Мы сели в коридоре, прислонившись к старой ободранной стене возле тумбочки с телефоном.
 - Глянь сюда, - Федор Лукич легко тронул меня за плечо и, клацнув зубами, показал свои новые челюсти. – Ну, как?
 - Здорово, - сказала я упавшим голосом. Федор Лукич показался мне жутко страшным со своим заросшим морщинистым лицом и искусственными зубами. Но еще страшнее показался его пустой, словно неживой, выцветший взгляд. Я даже испугалась немного, но потом подумала, что он наверняка и не подозревает о своем таком безобразии – в его лице светилось очень искреннее и доверчивое, даже в чем-то детское, выражение.
 - Здорово, - повторила я и улыбнулась.
Он закурил, глубоко затягиваясь и пуская одно за другим облака густого тяжелого дыма. Сигарета в его огромных руках казалась чистенькой миниатюрной игрушкой. В них сподручнее смотрелась бы папироса или солидная самокрутка. Руки у него были прямо не руки, а ручищи, целые лапы.
Я сидела рядом в рваных, вытертых, по-пижонски залатанных джинсах и думала, как классно мы смотримся с этим стариком. Я думала и вдруг поймала себя на мысли, что думаю о нем со снисхождением. Я присмотрелась - он говорил со мной на равных, даже как будто слишком на равных, без подыгрывания.
И мне стало стыдно за свое снисхождение.
 - Эх, жизь! – удрученно проговорил Федор Лукич. – Ну и сделали енту операцию. Ну и что ж?! Как видел еле-еле, так и сейчас почти ничего не вижу.
 - А очки-то! Можно же в очках. И лучше видно будет!

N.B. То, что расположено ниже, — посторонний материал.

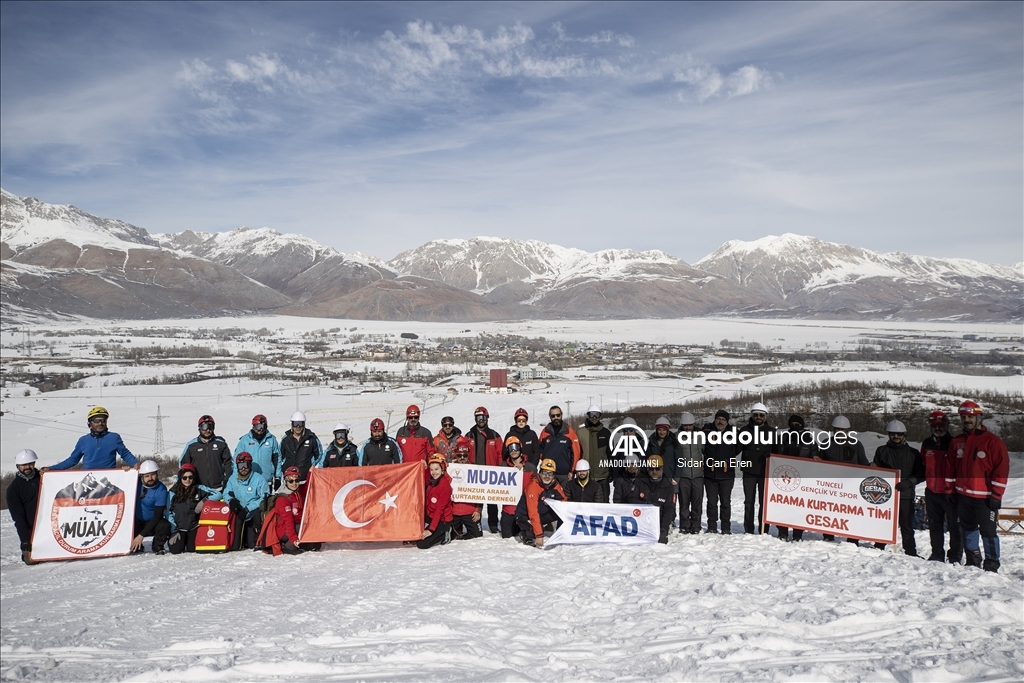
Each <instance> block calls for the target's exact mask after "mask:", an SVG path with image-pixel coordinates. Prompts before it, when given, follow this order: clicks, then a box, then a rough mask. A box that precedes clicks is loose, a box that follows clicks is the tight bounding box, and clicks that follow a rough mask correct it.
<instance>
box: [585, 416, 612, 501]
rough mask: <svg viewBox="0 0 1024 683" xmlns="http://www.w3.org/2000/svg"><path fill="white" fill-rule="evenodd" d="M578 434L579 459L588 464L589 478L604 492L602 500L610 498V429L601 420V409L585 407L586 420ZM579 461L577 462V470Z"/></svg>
mask: <svg viewBox="0 0 1024 683" xmlns="http://www.w3.org/2000/svg"><path fill="white" fill-rule="evenodd" d="M578 433H579V436H580V459H581V460H586V461H587V462H588V463H589V464H590V479H591V480H592V481H593V482H594V483H596V484H597V485H598V486H600V487H601V489H602V490H603V492H604V494H603V496H604V502H607V501H610V500H611V480H610V479H609V476H610V472H611V469H610V467H609V463H608V441H609V440H610V439H611V431H610V430H609V429H608V428H607V427H605V426H604V424H603V423H602V422H601V409H600V408H599V407H597V405H591V407H590V408H589V409H587V421H586V422H584V424H583V427H581V429H580V431H579V432H578ZM579 470H580V463H577V471H579Z"/></svg>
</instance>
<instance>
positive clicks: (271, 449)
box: [231, 430, 282, 483]
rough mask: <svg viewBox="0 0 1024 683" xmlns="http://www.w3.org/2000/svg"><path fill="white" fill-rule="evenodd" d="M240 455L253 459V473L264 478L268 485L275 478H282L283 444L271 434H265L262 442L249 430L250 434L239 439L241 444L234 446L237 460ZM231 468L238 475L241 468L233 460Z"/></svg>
mask: <svg viewBox="0 0 1024 683" xmlns="http://www.w3.org/2000/svg"><path fill="white" fill-rule="evenodd" d="M240 453H248V454H249V455H250V456H252V457H253V473H254V474H258V475H260V476H261V477H263V480H264V481H266V482H267V483H270V482H271V481H272V480H273V477H278V478H279V479H280V478H281V476H282V469H281V461H282V458H281V444H279V443H278V437H276V436H274V435H273V434H271V433H270V432H264V433H263V440H262V441H260V440H257V439H256V435H255V434H254V433H253V432H252V430H249V433H248V434H245V435H243V436H242V438H240V439H239V444H238V445H237V446H234V457H236V458H238V457H239V454H240ZM231 467H233V468H234V469H233V472H234V473H236V474H238V473H239V466H238V465H237V464H234V463H233V459H232V465H231Z"/></svg>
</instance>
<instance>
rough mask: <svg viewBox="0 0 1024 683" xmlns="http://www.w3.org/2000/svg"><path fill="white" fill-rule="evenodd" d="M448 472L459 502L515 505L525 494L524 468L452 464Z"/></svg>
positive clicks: (517, 502)
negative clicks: (519, 499) (494, 466)
mask: <svg viewBox="0 0 1024 683" xmlns="http://www.w3.org/2000/svg"><path fill="white" fill-rule="evenodd" d="M447 473H449V476H451V477H452V500H453V501H455V502H456V503H493V504H498V505H515V504H517V503H518V502H519V499H520V498H521V497H522V470H520V469H516V468H515V467H492V466H489V465H469V464H466V463H452V464H451V465H449V467H447Z"/></svg>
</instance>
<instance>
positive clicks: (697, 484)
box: [679, 477, 703, 533]
mask: <svg viewBox="0 0 1024 683" xmlns="http://www.w3.org/2000/svg"><path fill="white" fill-rule="evenodd" d="M702 506H703V477H696V478H693V479H683V478H681V479H679V530H680V531H689V532H690V533H696V532H698V531H699V530H700V516H701V515H702V514H703V510H701V509H700V508H701V507H702Z"/></svg>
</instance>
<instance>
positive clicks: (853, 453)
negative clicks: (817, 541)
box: [811, 415, 869, 546]
mask: <svg viewBox="0 0 1024 683" xmlns="http://www.w3.org/2000/svg"><path fill="white" fill-rule="evenodd" d="M831 426H833V432H831V435H830V437H829V439H828V446H827V447H826V449H825V450H824V451H818V453H817V455H813V456H811V458H813V459H814V460H823V461H825V462H829V463H840V464H841V465H861V466H863V467H867V465H868V464H869V463H868V462H867V455H866V454H865V453H864V444H863V443H861V442H860V440H859V439H857V438H855V435H856V432H853V433H852V434H851V431H850V419H849V418H848V417H846V416H845V415H837V416H836V417H835V418H833V422H831ZM821 538H822V539H823V540H824V541H828V542H829V543H830V542H833V541H835V540H836V537H835V536H833V535H831V533H823V535H821ZM846 541H847V543H852V544H853V545H855V546H860V542H859V541H857V540H856V539H847V540H846Z"/></svg>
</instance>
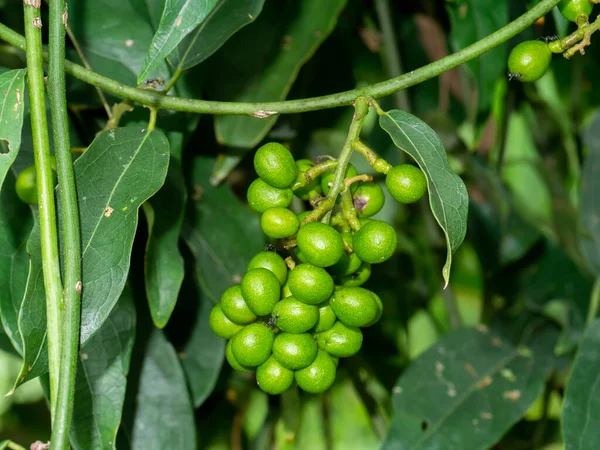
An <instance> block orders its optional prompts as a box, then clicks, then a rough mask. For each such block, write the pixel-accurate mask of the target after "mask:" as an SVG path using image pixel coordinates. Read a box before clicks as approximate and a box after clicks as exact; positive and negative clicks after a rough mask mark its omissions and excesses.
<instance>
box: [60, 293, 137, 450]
mask: <svg viewBox="0 0 600 450" xmlns="http://www.w3.org/2000/svg"><path fill="white" fill-rule="evenodd" d="M135 322H136V316H135V306H134V304H133V297H132V292H131V289H129V288H127V287H125V289H124V291H123V294H122V295H121V298H120V299H119V302H118V303H117V305H116V306H115V307H114V309H113V310H112V312H111V313H110V316H108V319H106V322H104V325H102V327H101V328H100V329H99V330H98V332H97V333H96V334H95V335H94V336H93V337H92V338H91V339H90V340H89V341H88V343H87V345H86V346H85V347H84V348H83V349H82V350H81V353H80V361H79V363H78V365H77V380H76V384H75V403H74V406H73V423H72V425H71V444H72V445H73V447H74V448H75V449H85V450H96V449H107V450H108V449H114V448H115V438H116V435H117V430H118V428H119V425H120V423H121V413H122V410H123V402H124V401H125V387H126V386H127V373H128V372H129V361H130V359H131V350H132V349H133V341H134V339H135Z"/></svg>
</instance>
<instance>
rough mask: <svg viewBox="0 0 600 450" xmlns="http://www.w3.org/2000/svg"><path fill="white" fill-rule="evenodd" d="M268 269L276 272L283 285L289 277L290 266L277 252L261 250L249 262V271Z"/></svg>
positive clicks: (277, 277) (267, 269) (274, 272)
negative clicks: (287, 263) (252, 269)
mask: <svg viewBox="0 0 600 450" xmlns="http://www.w3.org/2000/svg"><path fill="white" fill-rule="evenodd" d="M260 268H263V269H267V270H270V271H271V272H273V273H274V274H275V276H276V277H277V279H278V280H279V283H280V284H282V285H283V283H285V280H286V279H287V272H288V267H287V264H286V263H285V261H284V260H283V258H282V257H281V256H279V255H278V254H277V253H275V252H260V253H257V254H256V255H254V257H253V258H252V259H251V260H250V262H249V263H248V268H247V269H246V270H247V271H250V270H252V269H260Z"/></svg>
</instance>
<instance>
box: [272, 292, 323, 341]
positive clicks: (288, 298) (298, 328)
mask: <svg viewBox="0 0 600 450" xmlns="http://www.w3.org/2000/svg"><path fill="white" fill-rule="evenodd" d="M273 316H274V317H275V325H277V328H279V329H280V330H281V331H285V332H286V333H296V334H297V333H305V332H307V331H308V330H310V329H311V328H312V327H314V326H315V324H316V323H317V320H318V319H319V308H317V307H316V306H315V305H307V304H306V303H303V302H301V301H300V300H297V299H296V298H295V297H287V298H284V299H283V300H280V301H279V303H277V304H276V305H275V308H274V309H273Z"/></svg>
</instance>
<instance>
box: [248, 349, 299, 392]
mask: <svg viewBox="0 0 600 450" xmlns="http://www.w3.org/2000/svg"><path fill="white" fill-rule="evenodd" d="M256 382H257V383H258V386H259V387H260V388H261V389H262V390H263V391H265V392H266V393H267V394H271V395H278V394H281V393H282V392H285V391H287V390H288V389H289V388H290V387H291V386H292V383H293V382H294V371H293V370H290V369H286V368H285V367H283V366H282V365H281V363H280V362H279V361H277V359H275V358H274V357H273V356H271V357H270V358H269V359H267V360H266V361H265V362H264V363H262V364H261V365H260V366H258V369H256Z"/></svg>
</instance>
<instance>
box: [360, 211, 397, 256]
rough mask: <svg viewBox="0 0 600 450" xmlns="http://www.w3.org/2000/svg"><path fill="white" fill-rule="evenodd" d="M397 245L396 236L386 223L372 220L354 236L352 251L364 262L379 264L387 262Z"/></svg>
mask: <svg viewBox="0 0 600 450" xmlns="http://www.w3.org/2000/svg"><path fill="white" fill-rule="evenodd" d="M397 245H398V236H396V230H394V229H393V228H392V227H391V226H389V225H388V224H387V223H385V222H382V221H380V220H373V221H372V222H369V223H368V224H366V225H365V226H364V227H361V229H360V230H358V231H357V232H356V233H355V234H354V251H355V252H356V255H357V256H358V257H359V258H360V259H361V260H362V261H364V262H368V263H369V264H379V263H382V262H384V261H386V260H388V259H389V258H390V257H391V256H392V255H393V254H394V253H395V252H396V247H397Z"/></svg>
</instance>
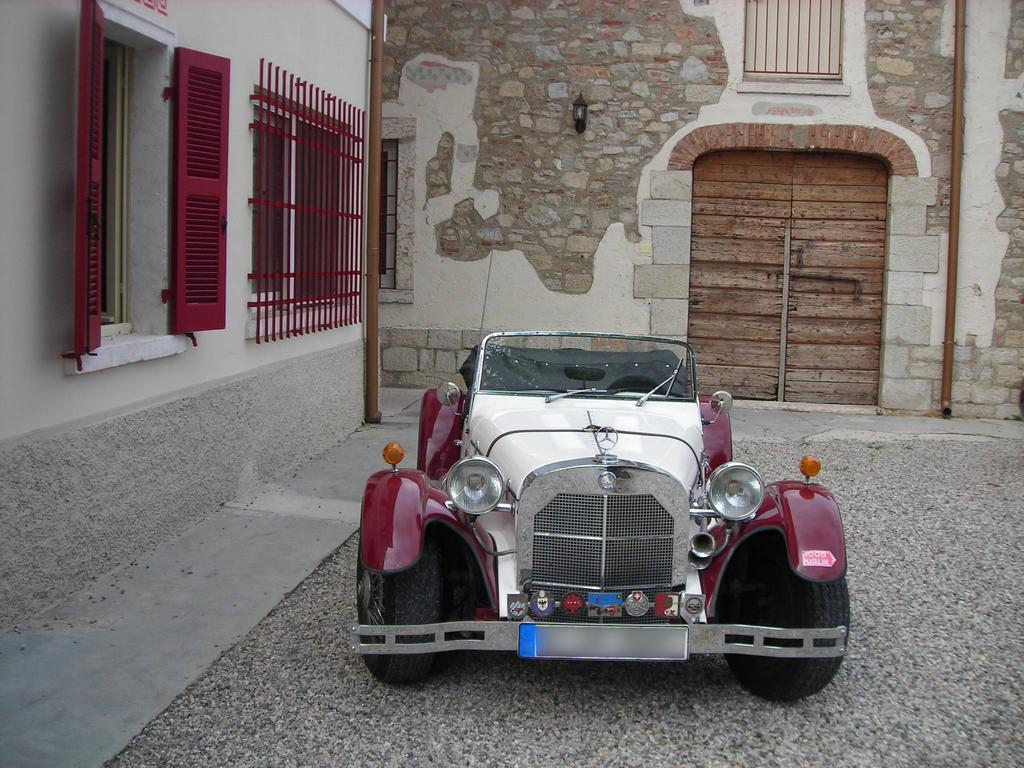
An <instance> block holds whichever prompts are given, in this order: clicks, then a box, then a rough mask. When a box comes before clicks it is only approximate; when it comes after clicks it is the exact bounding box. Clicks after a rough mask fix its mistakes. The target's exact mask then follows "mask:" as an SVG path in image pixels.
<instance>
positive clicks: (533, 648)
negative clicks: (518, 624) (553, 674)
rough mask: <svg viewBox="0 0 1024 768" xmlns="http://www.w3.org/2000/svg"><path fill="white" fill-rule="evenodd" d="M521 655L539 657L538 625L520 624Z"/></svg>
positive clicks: (519, 649) (528, 657) (526, 657)
mask: <svg viewBox="0 0 1024 768" xmlns="http://www.w3.org/2000/svg"><path fill="white" fill-rule="evenodd" d="M519 656H520V657H522V658H537V625H536V624H521V625H519Z"/></svg>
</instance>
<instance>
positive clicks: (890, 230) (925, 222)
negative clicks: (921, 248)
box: [889, 205, 928, 234]
mask: <svg viewBox="0 0 1024 768" xmlns="http://www.w3.org/2000/svg"><path fill="white" fill-rule="evenodd" d="M927 230H928V208H927V207H925V206H911V205H891V206H890V207H889V233H890V234H924V233H925V232H926V231H927Z"/></svg>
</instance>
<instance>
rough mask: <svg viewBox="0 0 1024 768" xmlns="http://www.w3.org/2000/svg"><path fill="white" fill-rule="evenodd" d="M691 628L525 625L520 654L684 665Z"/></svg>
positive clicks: (556, 625) (679, 625)
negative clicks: (677, 664) (681, 660)
mask: <svg viewBox="0 0 1024 768" xmlns="http://www.w3.org/2000/svg"><path fill="white" fill-rule="evenodd" d="M687 629H688V628H687V627H686V625H671V626H654V627H644V626H640V627H631V626H617V625H600V626H586V625H582V626H581V625H572V624H521V625H519V655H520V656H522V657H523V658H592V659H621V660H640V662H655V660H662V662H680V660H685V659H686V657H687V651H688V636H687Z"/></svg>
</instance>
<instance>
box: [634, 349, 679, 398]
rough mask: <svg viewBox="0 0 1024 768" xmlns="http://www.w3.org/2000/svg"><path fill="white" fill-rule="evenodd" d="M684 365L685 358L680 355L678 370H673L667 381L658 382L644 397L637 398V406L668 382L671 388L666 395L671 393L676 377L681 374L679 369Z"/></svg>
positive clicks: (669, 385)
mask: <svg viewBox="0 0 1024 768" xmlns="http://www.w3.org/2000/svg"><path fill="white" fill-rule="evenodd" d="M682 367H683V358H682V357H680V358H679V365H678V366H676V370H675V371H673V372H672V376H670V377H669V378H668V379H666V380H665V381H663V382H662V383H660V384H658V385H657V386H656V387H654V388H653V389H652V390H650V391H649V392H647V394H645V395H644V396H643V397H641V398H640V399H639V400H637V408H640V407H641V406H642V404H643V403H645V402H646V401H647V400H649V399H650V398H651V395H653V394H654V392H656V391H657V390H658V389H660V388H662V387H664V386H665V385H666V384H668V385H669V389H668V390H667V391H666V396H668V395H669V393H671V392H672V387H673V385H674V384H675V383H676V377H677V376H679V369H681V368H682Z"/></svg>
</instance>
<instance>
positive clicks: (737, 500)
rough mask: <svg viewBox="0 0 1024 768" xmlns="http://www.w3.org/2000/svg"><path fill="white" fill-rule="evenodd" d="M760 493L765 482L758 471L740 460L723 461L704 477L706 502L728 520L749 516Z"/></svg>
mask: <svg viewBox="0 0 1024 768" xmlns="http://www.w3.org/2000/svg"><path fill="white" fill-rule="evenodd" d="M764 496H765V481H764V480H763V479H762V478H761V473H760V472H758V471H757V470H756V469H754V467H751V466H749V465H746V464H741V463H740V462H729V463H727V464H723V465H722V466H721V467H719V468H718V469H716V470H715V471H714V472H712V473H711V477H709V478H708V502H709V503H710V504H711V506H712V509H714V510H715V511H716V512H718V513H719V514H720V515H722V517H723V518H725V519H726V520H729V521H731V522H741V521H743V520H749V519H750V518H752V517H753V516H754V513H755V512H757V511H758V507H760V506H761V500H762V499H764Z"/></svg>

 - Да что очки! У меня от них голова кружится. Кругом идет то есть. Говорила Татьяна еще в прошлом году на операцию, дак я, дурень, дождалси, пока ента атерома-глаукома совсем зрачок не изъела. Да что с меня возьмешь, со старого человека! Вот ты говоришь: война-а-а-а. Вроде подвиги там всякие, кино. А я вот с ентой войны без глаза пришел. Пока ешо другим видел, конюхом работал. Детишек вон наделал. Экие вымахали. Татьяна, как зайчонок, родилась была, а теперя сто кило весит, и Наташку, внучку-то, совсем с крохотной вынянчил.
А теперя, что с меня возьмешь? Неча! Один глаз скуственный, другим еле вижу. Правда, тебя различаю. Зубов, вон нету. А енти челюсти скуственные, так во рту и мешаются. Даром, что за них сто рублев дадено. Хотя-то мне, как ветерану, бесплатно положено, я б с этим бесплатно еще пяток лет без зубов ходил.
Эх, война, говоришь! Язви ее проклятущую! У меня, вот, баба была, ждала. И таково, вот, безглазого приняла. А я тебе случай расскажу, про эту войнищу-то.
Он поуютнее расположился на табуретке, взял новую сигарету, прикурил и, прищурив глаза, начал рассказывать.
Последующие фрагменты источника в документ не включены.